Daiki tylko pokręcił głową, gasząc tym nieco
ciekawość śpiewaka.
─ Nie chcę jeszcze o tym mówić, bo nie wiem,
czy wypali. Dowiesz się w swoim czasie. Pewnie wtedy, kiedy już wyjdziesz ze
szpitala ─ określił.
─ Hej, nie bądź taki ─ jęknął Ryota,
nadymając policzki. ─ Teraz będę jeszcze bardziej ciekawy!
─ Musisz wytrzymać ─ odparł mężczyzna i
cmoknął kochanka w nos. ─ Ale jeśli wszystko się uda, to raczej ci się spodoba
─ dodał z lekkim uśmiechem.
─ Jesteś okropny! Tylko zaogniasz ─ fuknął
sfrustrowany. ─ Nie odzywaj się do mnie ─ burknął, udając urażonego.
─ Okej ─ odparł ze śmiechem i opadł plecami
na poduszkę za nim. Odwrócił nawet wzrok. Chciał sprowokować Kise do tego, żeby
to on pierwszy coś powiedział.
Ryota starał się go ignorować najdłużej jak
się dało, jednak czując nieprzyjemną ciszę, odwrócił się do niego i zaczął
dźgać palcem po żebrach.
─ Ahominecchiii!
Daiki zwrócił swój wzrok na blondyna, jednak
nie odezwał się. Wzruszył tylko ramionami, udając, że nie wie, o co temu
chodzi.
─ Dobra ─ nadąsał się śpiewak, wracając do
grzebania w swoim posiłku.
─ Rany… Przecież sobie żartuję ─ jęknął Daiki
i przysunął się do kochanka, zasłaniając mu jedzenie sobą. Pocałował blondyna
mocno i poczochrał mu włosy.
─ Idź sobie ─ zażartował Ryota, nabierając
papki na łyżkę i zbliżając ją do ust mulata. ─ Takie dobre, czemu nie chcesz? ─
spytał przesadnie słodki głosem, kiedy Daiki odsunął się z krzywą miną.
─ Jeśli na obiad znowu dadzą podobne gówno,
to słowo daję, ubiorę się i wyjdę coś kupić do sklepu ─ mruknął tylko,
utrzymując bezpieczną odległość.
─ Mi tam nawet smakuje! Jak posłodzisz, to
całkiem dobrze wchodzi.
─ Dziwię się w ogóle, że mają tu cukier.
─ Dostałem, bo byłem miły dla jednej z
pielęgniarek ─ wyjaśnił Kise z wyższością. ─ Takim wredziolom nie dają ─ dodał
z chytrym uśmieszkiem.
─ Nie chcę ich cukru. Dla mnie to i tak nie
do ruszenia ─ mruknął mulat, powstrzymując się od wywrócenia oczami.

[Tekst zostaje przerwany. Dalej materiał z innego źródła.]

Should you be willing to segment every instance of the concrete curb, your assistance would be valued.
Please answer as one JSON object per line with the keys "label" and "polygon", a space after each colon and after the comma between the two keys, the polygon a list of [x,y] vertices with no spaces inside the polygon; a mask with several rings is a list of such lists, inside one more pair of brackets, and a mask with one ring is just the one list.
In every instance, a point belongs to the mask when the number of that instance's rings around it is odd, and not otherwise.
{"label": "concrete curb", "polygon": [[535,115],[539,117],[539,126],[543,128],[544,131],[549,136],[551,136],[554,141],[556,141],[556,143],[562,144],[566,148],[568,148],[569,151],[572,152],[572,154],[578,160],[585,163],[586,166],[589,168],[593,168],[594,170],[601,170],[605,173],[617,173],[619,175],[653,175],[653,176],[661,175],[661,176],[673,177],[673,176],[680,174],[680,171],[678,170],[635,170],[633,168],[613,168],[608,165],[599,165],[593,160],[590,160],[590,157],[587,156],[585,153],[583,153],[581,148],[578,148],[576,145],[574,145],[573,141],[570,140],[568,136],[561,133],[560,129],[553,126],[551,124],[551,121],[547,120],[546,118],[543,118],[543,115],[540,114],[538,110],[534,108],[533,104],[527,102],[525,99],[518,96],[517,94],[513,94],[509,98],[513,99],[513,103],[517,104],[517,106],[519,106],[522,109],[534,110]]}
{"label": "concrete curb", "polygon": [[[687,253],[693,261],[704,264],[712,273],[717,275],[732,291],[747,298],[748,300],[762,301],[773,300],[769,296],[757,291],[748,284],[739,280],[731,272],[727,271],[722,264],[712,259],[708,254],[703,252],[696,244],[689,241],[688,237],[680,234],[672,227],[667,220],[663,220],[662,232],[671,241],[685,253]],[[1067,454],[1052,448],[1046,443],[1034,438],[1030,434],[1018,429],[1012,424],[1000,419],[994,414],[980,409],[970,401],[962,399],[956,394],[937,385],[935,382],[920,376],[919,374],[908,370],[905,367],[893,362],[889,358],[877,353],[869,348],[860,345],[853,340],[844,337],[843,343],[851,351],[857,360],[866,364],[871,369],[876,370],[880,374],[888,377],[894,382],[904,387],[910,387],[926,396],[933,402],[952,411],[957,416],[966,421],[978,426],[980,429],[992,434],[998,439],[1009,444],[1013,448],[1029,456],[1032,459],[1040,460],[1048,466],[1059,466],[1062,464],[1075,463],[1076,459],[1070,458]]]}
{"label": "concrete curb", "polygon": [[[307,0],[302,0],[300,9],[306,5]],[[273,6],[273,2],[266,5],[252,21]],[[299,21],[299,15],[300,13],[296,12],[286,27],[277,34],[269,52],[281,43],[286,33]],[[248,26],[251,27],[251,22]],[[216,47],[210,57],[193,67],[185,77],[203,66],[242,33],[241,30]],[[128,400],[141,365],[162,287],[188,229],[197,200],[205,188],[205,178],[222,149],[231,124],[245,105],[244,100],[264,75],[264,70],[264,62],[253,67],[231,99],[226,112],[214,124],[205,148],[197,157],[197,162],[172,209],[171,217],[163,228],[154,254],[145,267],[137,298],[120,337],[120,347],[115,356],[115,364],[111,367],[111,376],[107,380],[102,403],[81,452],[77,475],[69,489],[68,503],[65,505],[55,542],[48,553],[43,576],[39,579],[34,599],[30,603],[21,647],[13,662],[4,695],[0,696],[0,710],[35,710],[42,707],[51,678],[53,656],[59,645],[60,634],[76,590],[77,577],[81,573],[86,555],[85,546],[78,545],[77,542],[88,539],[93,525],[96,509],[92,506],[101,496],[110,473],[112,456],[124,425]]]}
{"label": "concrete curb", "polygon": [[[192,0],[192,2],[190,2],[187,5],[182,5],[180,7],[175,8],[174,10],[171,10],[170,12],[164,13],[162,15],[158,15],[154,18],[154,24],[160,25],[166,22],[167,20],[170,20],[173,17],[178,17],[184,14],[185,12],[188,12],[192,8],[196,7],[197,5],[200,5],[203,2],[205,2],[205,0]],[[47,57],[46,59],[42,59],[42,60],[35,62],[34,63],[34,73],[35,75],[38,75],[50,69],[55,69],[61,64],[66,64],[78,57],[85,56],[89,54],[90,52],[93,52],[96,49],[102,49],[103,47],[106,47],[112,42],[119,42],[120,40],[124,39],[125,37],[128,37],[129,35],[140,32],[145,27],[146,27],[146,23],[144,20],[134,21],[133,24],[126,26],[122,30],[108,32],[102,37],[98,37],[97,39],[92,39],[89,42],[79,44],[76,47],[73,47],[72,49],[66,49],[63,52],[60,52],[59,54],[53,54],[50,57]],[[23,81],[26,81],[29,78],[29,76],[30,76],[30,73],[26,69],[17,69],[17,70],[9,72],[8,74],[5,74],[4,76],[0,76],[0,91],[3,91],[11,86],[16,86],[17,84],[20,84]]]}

─ Ja też będę nie do ruszenia, jak to zjem? ─
spytał śpiewak, uśmiechając się zadziornie i zjadł prowokacyjnie to, co było na
łyżce.
Aomine wzdrygnął się mimowolnie na ten widok,
jednak szybko się otrząsną i odparł:
─ Ty jesteś zawsze jak najbardziej do ruszenia
─ wymruczał, po czym położył się na nim i pocałował, nie zwracając uwagi na
mdły, słodkawy smak wnętrza jego ust.